Le rapport Briand présenté aux députés le 4 mars 1905 ouvre un débat de plus de trois mois et de haute tenue. Le vote de l’article 4 amendé par Jaurès est décisif: la loi n’a pas à définir les statuts des associations cultuelles qui «doivent se conformer aux règles d’organisation générales du culte dont elles se proposent d’assurer l’exercice». L’État respectera l’organisation propre des Églises. Cet article adopté par 482 voix contre 52, Jaurès pouvait s’écrier: «La séparation est faitelaiciteseparation.gif

La loi établit une «double émancipation», explique Briand le 26 juin 1905: d’un côté, l’État cesse d’intervenir dans les affaires religieuses sinon pour faire respecter la liberté de conscience et de culte; de l’autre, les religions bénéficient d’une liberté inédite mais ne peuvent prétendre imposer leurs normes à l’ensemble de la vie publique et privée.

 

Jean-Baptiste Bienvenu-Martin, ministre de
l’Éducation nationale, sépare le clergé et
"la fille aînée de l’Eglise".
(Dessin de Léandre paru dans Le Rire,
20/05/1905).

 

 

La loi est finalement adoptée le 3 juillet 1905 par 341 députés contre 233. Cette majorité est moins large que prévu car les surenchères de certains anticléricaux ont dissuadé une partie des modérés. Néanmoins, 181 sénateurs contre 102 la votent sans modifications et le président de la République la ratifie aussitôt le 9 décembre. Elle est le fruit de l’union de tous les laïques par-delà leurs différences de sensibilités anticléricales.

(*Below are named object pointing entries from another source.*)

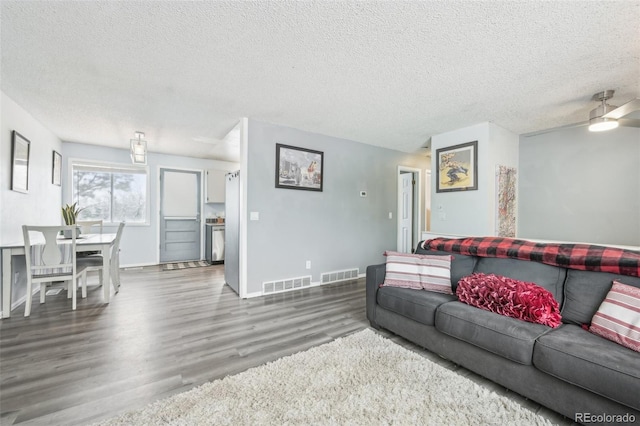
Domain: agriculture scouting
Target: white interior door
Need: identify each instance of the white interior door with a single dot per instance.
(180, 225)
(405, 222)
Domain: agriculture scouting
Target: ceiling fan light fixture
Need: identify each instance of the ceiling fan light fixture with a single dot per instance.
(139, 149)
(600, 124)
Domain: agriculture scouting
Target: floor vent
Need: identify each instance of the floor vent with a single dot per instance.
(269, 287)
(337, 276)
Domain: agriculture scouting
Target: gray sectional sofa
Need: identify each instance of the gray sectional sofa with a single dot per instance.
(567, 369)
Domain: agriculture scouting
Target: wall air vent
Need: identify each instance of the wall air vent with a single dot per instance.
(337, 276)
(287, 284)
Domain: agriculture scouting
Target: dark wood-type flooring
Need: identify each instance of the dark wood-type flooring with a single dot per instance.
(164, 333)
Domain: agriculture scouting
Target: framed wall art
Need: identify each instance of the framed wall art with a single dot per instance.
(298, 168)
(457, 168)
(20, 163)
(56, 177)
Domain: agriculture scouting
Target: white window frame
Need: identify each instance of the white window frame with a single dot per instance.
(111, 166)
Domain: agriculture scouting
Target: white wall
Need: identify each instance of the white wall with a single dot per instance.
(576, 185)
(335, 229)
(41, 205)
(139, 245)
(472, 212)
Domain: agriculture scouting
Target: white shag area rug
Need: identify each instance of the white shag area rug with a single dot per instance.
(361, 379)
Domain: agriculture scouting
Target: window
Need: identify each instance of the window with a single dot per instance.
(113, 193)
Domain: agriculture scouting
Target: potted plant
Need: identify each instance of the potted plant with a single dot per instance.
(70, 214)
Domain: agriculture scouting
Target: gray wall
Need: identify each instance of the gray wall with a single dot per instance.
(139, 245)
(576, 185)
(335, 229)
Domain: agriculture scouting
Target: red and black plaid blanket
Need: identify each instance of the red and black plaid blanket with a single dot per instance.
(585, 257)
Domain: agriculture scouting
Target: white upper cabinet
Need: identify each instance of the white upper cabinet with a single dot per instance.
(215, 186)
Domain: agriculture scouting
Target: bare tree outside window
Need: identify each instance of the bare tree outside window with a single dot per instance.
(111, 194)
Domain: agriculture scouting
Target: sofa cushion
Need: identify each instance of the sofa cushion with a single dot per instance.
(618, 317)
(591, 362)
(418, 271)
(419, 305)
(461, 265)
(509, 297)
(584, 291)
(547, 276)
(508, 337)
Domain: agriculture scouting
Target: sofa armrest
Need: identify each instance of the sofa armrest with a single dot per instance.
(375, 277)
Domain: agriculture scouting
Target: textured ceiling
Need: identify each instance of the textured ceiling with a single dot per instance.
(384, 73)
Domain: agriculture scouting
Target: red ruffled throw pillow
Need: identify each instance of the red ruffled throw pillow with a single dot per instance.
(509, 297)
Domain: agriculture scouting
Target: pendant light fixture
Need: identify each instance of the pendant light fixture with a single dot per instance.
(598, 123)
(139, 149)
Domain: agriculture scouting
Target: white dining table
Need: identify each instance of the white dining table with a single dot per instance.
(85, 242)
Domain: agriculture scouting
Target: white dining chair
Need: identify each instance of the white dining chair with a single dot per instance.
(95, 262)
(49, 261)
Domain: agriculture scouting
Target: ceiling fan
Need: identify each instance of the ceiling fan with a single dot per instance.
(607, 117)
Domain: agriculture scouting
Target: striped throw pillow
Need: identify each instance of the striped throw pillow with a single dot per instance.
(618, 317)
(418, 271)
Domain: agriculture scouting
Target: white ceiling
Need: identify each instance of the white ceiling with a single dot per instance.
(384, 73)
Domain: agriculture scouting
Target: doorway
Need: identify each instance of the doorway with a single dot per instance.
(180, 206)
(409, 218)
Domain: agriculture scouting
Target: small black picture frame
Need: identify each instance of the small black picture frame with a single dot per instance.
(20, 163)
(299, 168)
(457, 168)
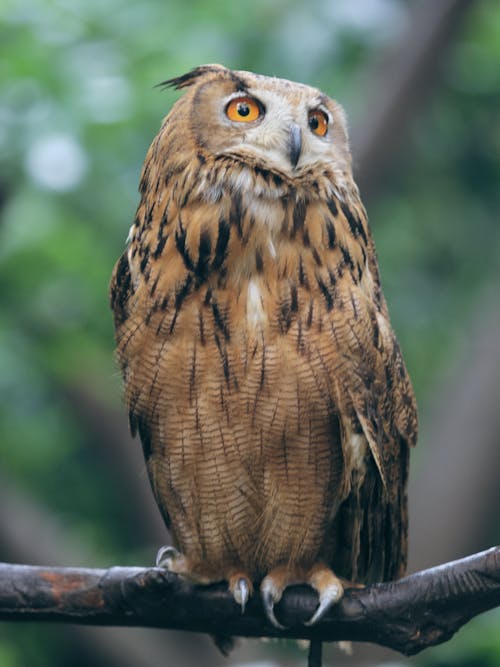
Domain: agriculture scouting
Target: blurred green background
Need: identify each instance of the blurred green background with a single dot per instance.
(78, 109)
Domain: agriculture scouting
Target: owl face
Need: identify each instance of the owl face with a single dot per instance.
(272, 123)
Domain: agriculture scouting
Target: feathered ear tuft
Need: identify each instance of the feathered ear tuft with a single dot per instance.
(190, 77)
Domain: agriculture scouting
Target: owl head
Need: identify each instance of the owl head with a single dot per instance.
(274, 124)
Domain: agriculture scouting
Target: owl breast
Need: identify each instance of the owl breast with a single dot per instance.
(238, 382)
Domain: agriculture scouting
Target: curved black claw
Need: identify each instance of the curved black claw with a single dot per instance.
(241, 593)
(166, 556)
(270, 595)
(327, 597)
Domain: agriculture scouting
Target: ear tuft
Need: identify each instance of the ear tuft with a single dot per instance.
(190, 77)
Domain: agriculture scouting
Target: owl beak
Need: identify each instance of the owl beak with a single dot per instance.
(294, 144)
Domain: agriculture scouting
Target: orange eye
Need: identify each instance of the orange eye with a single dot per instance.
(318, 122)
(243, 110)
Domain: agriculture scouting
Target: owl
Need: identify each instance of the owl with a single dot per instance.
(261, 371)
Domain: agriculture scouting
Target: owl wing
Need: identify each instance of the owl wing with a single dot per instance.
(377, 397)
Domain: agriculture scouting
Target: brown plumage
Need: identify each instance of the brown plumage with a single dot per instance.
(261, 371)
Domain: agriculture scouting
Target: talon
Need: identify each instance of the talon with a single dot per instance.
(328, 596)
(166, 556)
(270, 595)
(241, 593)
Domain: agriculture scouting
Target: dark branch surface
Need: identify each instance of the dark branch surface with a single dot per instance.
(421, 610)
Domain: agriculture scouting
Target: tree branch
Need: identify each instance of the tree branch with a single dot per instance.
(421, 610)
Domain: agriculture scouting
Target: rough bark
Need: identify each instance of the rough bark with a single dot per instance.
(421, 610)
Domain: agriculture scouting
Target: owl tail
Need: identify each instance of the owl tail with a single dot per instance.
(314, 658)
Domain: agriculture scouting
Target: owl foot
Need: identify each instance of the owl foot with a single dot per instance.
(271, 590)
(241, 589)
(169, 558)
(329, 588)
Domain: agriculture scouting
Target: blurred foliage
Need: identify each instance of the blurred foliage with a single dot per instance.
(77, 113)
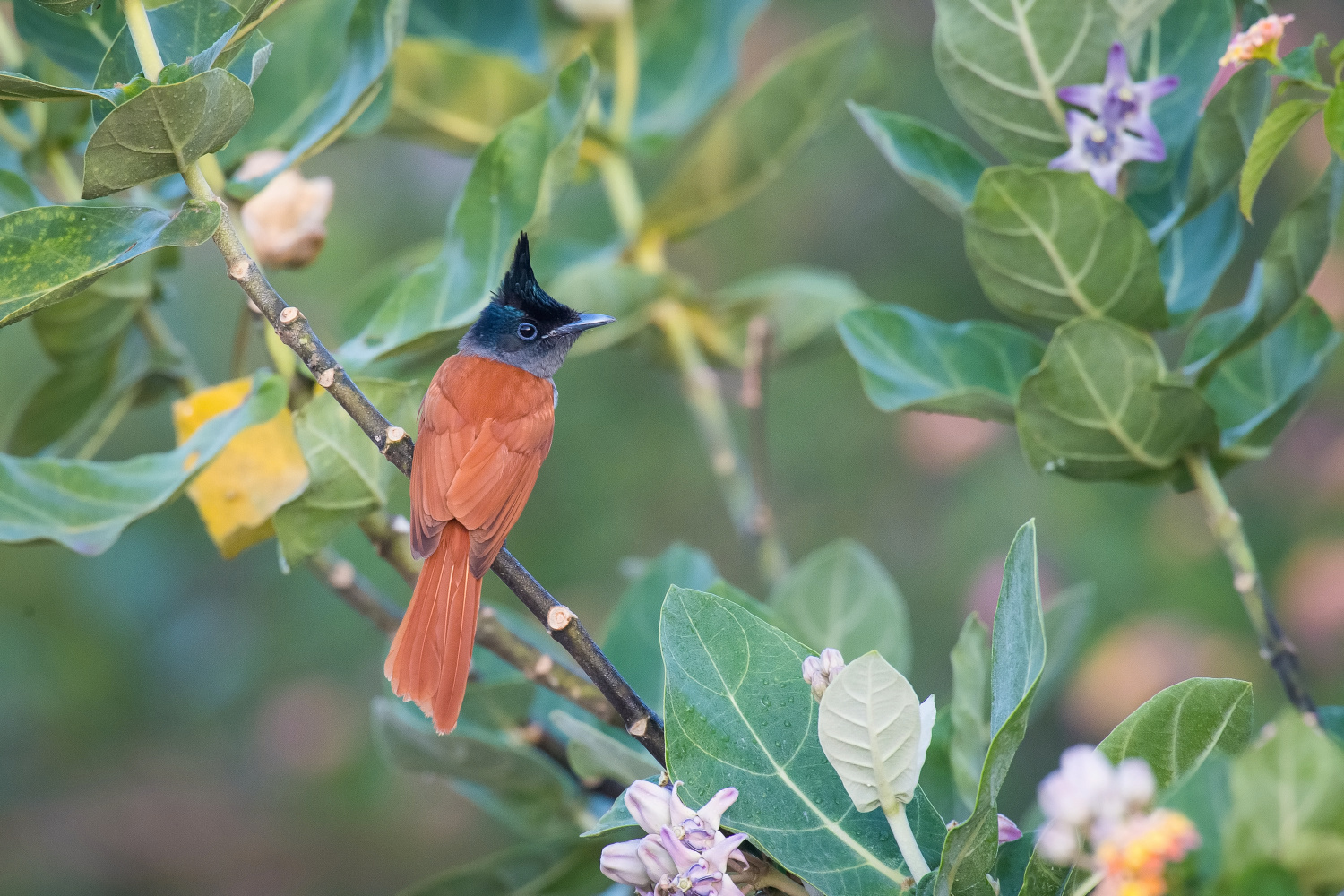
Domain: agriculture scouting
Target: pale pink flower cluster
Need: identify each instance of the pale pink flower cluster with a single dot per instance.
(1099, 818)
(683, 852)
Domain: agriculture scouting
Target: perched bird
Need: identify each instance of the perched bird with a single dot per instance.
(484, 429)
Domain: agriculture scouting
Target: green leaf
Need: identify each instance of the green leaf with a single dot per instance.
(1288, 806)
(1255, 392)
(910, 362)
(688, 59)
(940, 167)
(1053, 245)
(86, 504)
(1102, 406)
(1180, 726)
(800, 303)
(452, 96)
(50, 254)
(596, 754)
(969, 708)
(1003, 62)
(511, 185)
(373, 35)
(1290, 261)
(1335, 121)
(1195, 255)
(1225, 136)
(737, 704)
(631, 640)
(1188, 43)
(518, 785)
(163, 131)
(1016, 661)
(749, 142)
(841, 597)
(349, 478)
(1269, 142)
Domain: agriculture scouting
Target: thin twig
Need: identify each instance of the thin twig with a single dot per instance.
(1226, 524)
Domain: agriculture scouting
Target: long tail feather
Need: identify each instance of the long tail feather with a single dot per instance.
(432, 651)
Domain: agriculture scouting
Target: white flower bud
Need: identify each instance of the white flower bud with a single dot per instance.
(594, 10)
(287, 220)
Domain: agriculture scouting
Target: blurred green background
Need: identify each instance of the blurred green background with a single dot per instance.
(171, 721)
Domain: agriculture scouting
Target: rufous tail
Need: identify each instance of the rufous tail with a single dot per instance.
(432, 651)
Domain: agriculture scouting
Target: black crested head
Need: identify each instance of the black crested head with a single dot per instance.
(521, 290)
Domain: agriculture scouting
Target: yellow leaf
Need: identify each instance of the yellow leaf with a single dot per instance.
(258, 470)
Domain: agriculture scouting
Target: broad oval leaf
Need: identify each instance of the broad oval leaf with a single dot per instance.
(914, 363)
(510, 185)
(1004, 61)
(749, 142)
(841, 597)
(86, 504)
(349, 478)
(1053, 245)
(868, 727)
(163, 131)
(940, 167)
(1255, 392)
(50, 254)
(631, 638)
(739, 713)
(1176, 728)
(1016, 662)
(1101, 406)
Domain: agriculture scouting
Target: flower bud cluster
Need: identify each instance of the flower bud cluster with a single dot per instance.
(1099, 817)
(683, 850)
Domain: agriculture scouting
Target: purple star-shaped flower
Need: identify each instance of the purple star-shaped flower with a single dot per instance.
(1104, 151)
(1118, 101)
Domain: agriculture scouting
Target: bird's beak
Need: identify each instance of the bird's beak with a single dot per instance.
(585, 322)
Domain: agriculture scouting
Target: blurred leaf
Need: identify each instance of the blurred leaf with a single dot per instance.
(969, 708)
(86, 504)
(1187, 42)
(688, 59)
(1255, 392)
(940, 167)
(50, 254)
(749, 142)
(1053, 246)
(1193, 257)
(737, 700)
(1225, 136)
(1288, 806)
(349, 478)
(631, 640)
(841, 597)
(596, 754)
(800, 303)
(1269, 142)
(1104, 408)
(452, 96)
(1176, 728)
(1290, 261)
(67, 40)
(870, 728)
(511, 185)
(910, 362)
(163, 131)
(258, 470)
(1003, 62)
(1016, 661)
(373, 35)
(518, 785)
(503, 26)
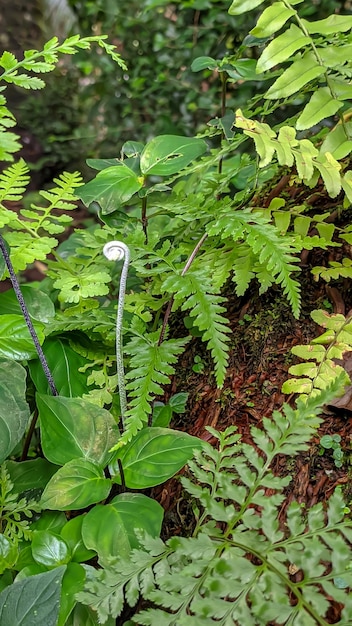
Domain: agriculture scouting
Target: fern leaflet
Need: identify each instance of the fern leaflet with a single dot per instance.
(240, 571)
(194, 291)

Les protestants et les israélites se conforment aussitôt à la loi. Le Vatican, en dépit du vœu de la majorité des évêques français, leur interdit de l’appliquer par crainte de la «contagion laïque» de «l’exemple de la France». Mais l’Église finira par s’y soumettre en 1924. La séparation des Églises et de l’État parachève donc la laïcité de la République reconnue par la Constitution depuis 1946. Pour la Cour européenne de justice, la loi de 1905 est la «clé de voûte» de la «laïcité à la française».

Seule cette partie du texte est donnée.